Ricardo Hausmann of Harvard suggests the only way to improve air traffic safety is having plane crashes since everything known about air traffic safety is already built in. The country’s honourable patience with demonetisation not only has lessons for the GST transition but suggests three immediate policy actions; civil service reform, taxation recalibration, and lower regulatory cholesterol. The first is obvious.
Though necessary secrecy cramped style, some demonetisation pain came from government plumbing not keeping up with the cognitive, technical and specialised demands of India-scale. The generalist civil service needs rebooting with lateral entry, specialisation, performance management, adopting the early retirement army colonel threshold, etc. Second, the next budget should lower tax rates and raise the individual exemption limit to Rs 5 lakh. Finally, higher formal employment needs lower regulatory cholesterol; three low hanging fruit are a Universal Enterprise Number (instead of the 25 plus numbers every enterprise has today), going PPC (paperless, presenceless and cashless for all compliance), and salary choice (employee flexibility in mandatory salary confiscation of 45 per cent).
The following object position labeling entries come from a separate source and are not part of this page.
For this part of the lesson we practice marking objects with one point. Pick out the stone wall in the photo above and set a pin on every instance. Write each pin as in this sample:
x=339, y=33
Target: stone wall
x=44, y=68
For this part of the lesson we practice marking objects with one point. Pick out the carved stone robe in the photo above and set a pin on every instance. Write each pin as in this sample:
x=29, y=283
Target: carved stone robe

Globally, voters are forcing politicians to blur neat boundaries between the left and right and conservative and liberal. It was always simplistic to assume that business people don’t care about people and politicians hate fiscal discipline or can’t get re-elected once they do the right thing. Instead of misunderstanding Keynes’s quip “in the long run we are all dead” as foolishness in planting trees you won’t sit under, an entrepreneurial state knows the best time to plant a tree was 20 years ago but the second best time is now. Indians must lose our sense of humour about the rule of law by moving from deals to rules; it’s economically corrosive for an Indian who follows a rule to feel she has missed a deal.
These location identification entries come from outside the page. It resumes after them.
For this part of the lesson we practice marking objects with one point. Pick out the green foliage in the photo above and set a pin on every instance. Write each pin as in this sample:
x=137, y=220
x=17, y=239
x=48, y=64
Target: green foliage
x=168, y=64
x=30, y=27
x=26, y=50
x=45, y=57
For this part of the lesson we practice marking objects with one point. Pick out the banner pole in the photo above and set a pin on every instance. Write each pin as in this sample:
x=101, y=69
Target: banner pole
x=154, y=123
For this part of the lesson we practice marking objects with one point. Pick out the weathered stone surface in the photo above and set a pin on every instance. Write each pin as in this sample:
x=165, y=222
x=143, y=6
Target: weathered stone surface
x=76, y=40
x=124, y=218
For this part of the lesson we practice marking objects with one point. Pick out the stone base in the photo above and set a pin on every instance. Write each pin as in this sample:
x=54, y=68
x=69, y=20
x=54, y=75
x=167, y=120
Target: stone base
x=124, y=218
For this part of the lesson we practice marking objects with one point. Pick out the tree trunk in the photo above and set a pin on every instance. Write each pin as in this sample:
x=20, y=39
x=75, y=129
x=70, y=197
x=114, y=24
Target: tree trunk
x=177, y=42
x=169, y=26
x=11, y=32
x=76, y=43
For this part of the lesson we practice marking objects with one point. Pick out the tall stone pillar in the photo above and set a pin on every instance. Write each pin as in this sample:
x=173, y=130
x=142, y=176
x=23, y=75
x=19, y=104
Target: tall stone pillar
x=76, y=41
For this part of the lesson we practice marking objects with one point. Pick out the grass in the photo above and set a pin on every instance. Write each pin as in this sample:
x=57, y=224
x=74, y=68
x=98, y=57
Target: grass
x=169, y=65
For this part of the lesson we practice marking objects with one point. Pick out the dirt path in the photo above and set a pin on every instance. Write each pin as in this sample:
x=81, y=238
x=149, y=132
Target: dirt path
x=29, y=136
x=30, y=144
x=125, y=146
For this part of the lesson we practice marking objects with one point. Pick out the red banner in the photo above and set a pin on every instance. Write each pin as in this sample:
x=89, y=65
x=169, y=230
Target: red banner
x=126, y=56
On my first trip to Patna this month a wise man said it has been Bihar’s misfortune that imaandaari (honesty) is equated with bewakoofi (stupidity). This isn’t a moral or spiritual insight; formal jobs are a rare — if not extinct — species in Bihar. The stories a society tells itself are unacknowledged legislation; India’s new story about formalisation, enforced laws, and lower costs of imaandaari will create new role models in business, politics and bureaucracy. Risk-taking could change the perception of government from “meddling, ungrateful, arrogant, dishonest, jealous, and surly” to a force for good. It’s the state that lays the foundation of equality; our biggest romance of policy was universal franchise at birth (previous democracies progressed through the landed, rich, and educated before reaching women).
Obviously, risks, like romance, can end badly and demonetisation could translate to political punishment in 2019. But it could translate to higher tax revenues for redistribution, a beginning of the end for informality, and a fairer India. A magnificent case for the romance of risk was Tagore’s quip that life should not be the infinite elongation of a straight line; the risks of GST and demonetisation are real but we won’t get a modern state until we have an entrepreneurial one.